Top choice in Coastal Orange County

Famous for its swallows that fly back to town every year on March 19 (though sometimes they’re just a bit early), San Juan Capistrano is home to the ‘jewel of the California missions,' Roman Catholic outposts established in the late 18th and early 19th centuries. Amid that photogenic mission streetscape of adobe, tile-roofed buildings, and historic wood-built cottages, there’s enough history and architectural appeal here to make almost a day of it.

Plan on spending at least an hour poking around the sprawling mission’s tiled roofs, covered arches, lush gardens, fountains and courtyards – including the padre’s quarters, soldiers’ barracks and the cemetery. Admission includes an audio tour with interesting stories narrated by locals. Check out the towering remains of the Great Stone Church, almost completely destroyed by a powerful 1812 earthquake.

Mission San Juan Capistrano has been commemorated in such works as the Caldecott-winning "Song of the Swallows" written and illustrated by Leo Politi in 1948 ©Mariusz S. Jurgielewicz/Shutterstock

Mission San Juan Capistrano history

Padre Junípero Serra, considered the father of California's missions, founded nine out of 21 including this one, on November 1, 1776. The Serra Chapel – whitewashed outside with restored frescoes inside – is believed to be the oldest existing building in California, dating to 1782. It’s certainly the only one still standing in which Serra gave Mass. 

Before Serra's arrival, this region was home to the Acjachemen people, who the missionaries soon set about converting. Indeed, the cemetery at Mission San Juan Capistrano includes the graves of dozens of Acjachemen who were part of the community here. The padres brought not only the Catholic faith, but also criollo grapes for making sacramental wine. The first vineyards were planted in 1779, making San Juan Capistrano the cradle of California's now world-famous wine industry. 

The ruins of the Great Stone Church, which hasn't been intact for two hundred years ©Ken Wolter/Shutterstock

The Great Stone Church that was one of the first buildings in the Mission complex was destroyed by a series of successive earthquakes in 1800 and 1812. Over the decades that followed, the secularization of Mexican missions (for California was not yet part of the United States) led to the decline of San Juan Capistrano and pillaging by locals, former priests, and even pirates. 

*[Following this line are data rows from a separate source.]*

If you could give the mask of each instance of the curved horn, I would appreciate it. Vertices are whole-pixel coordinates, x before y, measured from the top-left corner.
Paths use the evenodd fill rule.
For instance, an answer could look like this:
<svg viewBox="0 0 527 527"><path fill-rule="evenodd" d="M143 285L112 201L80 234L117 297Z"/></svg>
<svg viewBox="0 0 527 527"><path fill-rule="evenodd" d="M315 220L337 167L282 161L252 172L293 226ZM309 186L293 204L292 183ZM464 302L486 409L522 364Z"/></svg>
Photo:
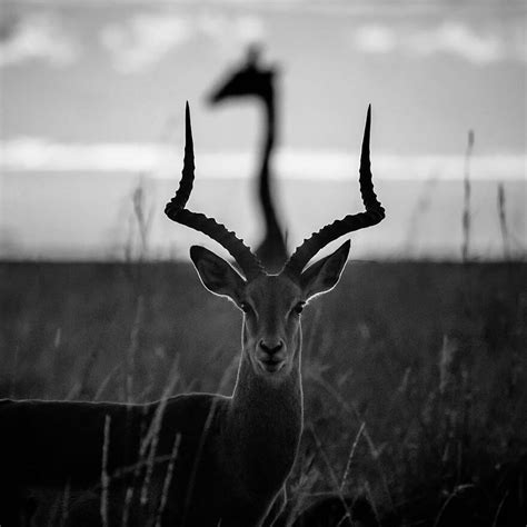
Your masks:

Today the Mission honors its history with displays of art and artifacts that include a Native American Museum and Interpretive room, landscape paintings, and religious paraphernalia.

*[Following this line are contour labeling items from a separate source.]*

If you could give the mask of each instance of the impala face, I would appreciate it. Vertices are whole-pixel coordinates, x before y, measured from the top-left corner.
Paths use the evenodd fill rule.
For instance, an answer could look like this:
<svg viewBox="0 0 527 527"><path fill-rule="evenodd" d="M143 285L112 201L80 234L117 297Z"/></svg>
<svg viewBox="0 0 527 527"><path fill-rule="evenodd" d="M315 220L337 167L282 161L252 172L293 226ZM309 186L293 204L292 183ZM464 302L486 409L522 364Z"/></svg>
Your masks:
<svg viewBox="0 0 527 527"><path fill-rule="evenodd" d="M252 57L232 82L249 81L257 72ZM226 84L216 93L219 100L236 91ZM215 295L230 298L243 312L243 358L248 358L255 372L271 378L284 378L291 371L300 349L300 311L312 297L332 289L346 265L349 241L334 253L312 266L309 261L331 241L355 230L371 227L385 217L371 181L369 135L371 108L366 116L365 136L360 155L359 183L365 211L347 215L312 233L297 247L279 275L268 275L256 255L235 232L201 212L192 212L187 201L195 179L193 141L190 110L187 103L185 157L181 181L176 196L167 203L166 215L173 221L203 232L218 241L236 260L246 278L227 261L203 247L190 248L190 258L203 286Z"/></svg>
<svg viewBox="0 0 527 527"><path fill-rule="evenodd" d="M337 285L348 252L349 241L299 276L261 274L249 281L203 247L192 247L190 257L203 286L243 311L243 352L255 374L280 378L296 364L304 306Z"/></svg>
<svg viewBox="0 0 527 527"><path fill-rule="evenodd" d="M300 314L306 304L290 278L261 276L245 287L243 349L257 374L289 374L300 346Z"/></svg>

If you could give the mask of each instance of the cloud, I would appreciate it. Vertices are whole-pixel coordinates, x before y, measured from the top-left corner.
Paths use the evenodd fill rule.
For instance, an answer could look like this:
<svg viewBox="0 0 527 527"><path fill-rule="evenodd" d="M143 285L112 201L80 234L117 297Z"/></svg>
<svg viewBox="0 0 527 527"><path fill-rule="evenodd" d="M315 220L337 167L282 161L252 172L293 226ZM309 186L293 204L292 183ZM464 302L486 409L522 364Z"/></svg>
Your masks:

The colony of American cliff swallows building their nests on the cliff edge at Ledges State Park, Iowa, USA
The return of the swallows each year is a huge celebration in San Juan Capistrano © Alamy Stock Photo

The swallows of Mission San Juan Capistrano

The famous swallows return to nest in the walls of Mission San Juan Capistrano every year around March 19, the feast of Saint Joseph, after wintering in South America. Their flight covers about 7500 miles each way. The highlight of the month-long festival is one of the largest non-motorized parades in the country, which first took place in the 1930s.

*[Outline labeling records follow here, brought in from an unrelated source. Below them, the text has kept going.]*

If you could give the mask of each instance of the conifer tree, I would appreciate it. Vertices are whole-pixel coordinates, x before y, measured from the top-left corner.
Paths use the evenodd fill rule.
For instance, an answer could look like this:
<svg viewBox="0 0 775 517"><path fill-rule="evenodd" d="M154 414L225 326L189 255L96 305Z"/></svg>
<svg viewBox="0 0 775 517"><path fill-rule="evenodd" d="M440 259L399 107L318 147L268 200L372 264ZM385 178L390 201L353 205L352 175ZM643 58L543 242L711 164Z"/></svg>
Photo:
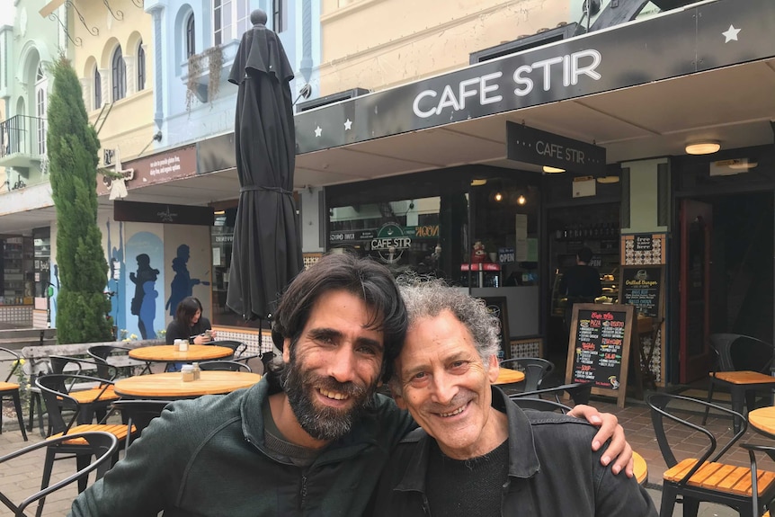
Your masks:
<svg viewBox="0 0 775 517"><path fill-rule="evenodd" d="M53 73L46 142L57 209L57 337L60 343L109 341L105 315L111 302L103 294L108 263L97 226L95 188L100 141L70 62L60 57Z"/></svg>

Just off the parade route, visitors gather to eat, drink and listen to music at the outdoor mercado (market), held on a Saturday in mid-March.

Mission San Juan Capistrano is easily accessible by car or transit ©Ahmet27/Shutterstock

Arriving at Mission San Juan Capistrano

The mission is at the corner of Ortega Hwy and Camino Capistrano, and can easily be reached by car. Free public parking abounds around the mission, though one of the best located parking lots is on the south side of Ortega Highway and El Camino Real. 

The Mission can also be reached by train, using both Amtrak and southern California's MetroLink train network. The train station is at 26701 Verdugo Street, a two minute walk from the Mission.

The nearest hotel is directly across El Camino Real by the Sera Chapel East Gate. The Inn at the Mission San Juan Capistrano is an Autograph Collection Hotel heavily influenced by the Mission's architecture. It opened in September of 2020, with a restaurant, spa, pool, and outdoor areas overlooking the ruins of the Great Stone Church.